Poszukiwania drobin informacyjnych na temat "elitarności" w kontekście literaturoznawstwa zaprowadziło mnie aż do artykułu zatytułowanego "Poziom czytelnictwa jako składowa kultury powszechnej męskiego środowiska judo". Przejrzałem z ciekawości.

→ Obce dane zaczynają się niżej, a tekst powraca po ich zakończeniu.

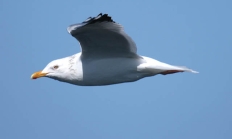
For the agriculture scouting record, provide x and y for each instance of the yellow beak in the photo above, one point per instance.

I tak artykuł Małgorzaty Pujszo, Roberta Stepniaka i Marka Adama w zakończeniu prezentuje trzy wnioski (cytuję dosłownie i bez korekty):
1) "Poziom kultury czytelniczej będącej częścią kultury powszechnej jest w sposób nieznaczny ale istotny, wyższy w środowisku męskim judo, niż ogólnie przyjęty standard polskiego społeczeństwa. Związane jest to z wykształceniem, a nie procesem treningowym tej grupy społecznej"
2) "Preferencje czytelnicze osób trenujących judo różnią się w sposób istotny, od preferencji społeczeństwa kierując się w sposób istotny w stronę czytelnictwa naukowego i zawodowego. Natomiast sposoby czytelnicze męskiej grupy pozostają tradycyjne."
3) "Wieloletni wyczerpujący trening judo nie jest czynnikiem ograniczającym kulturę czytelniczą badanej grupy społecznej judoków."
Znacie jakichś judoków, którzy czytają?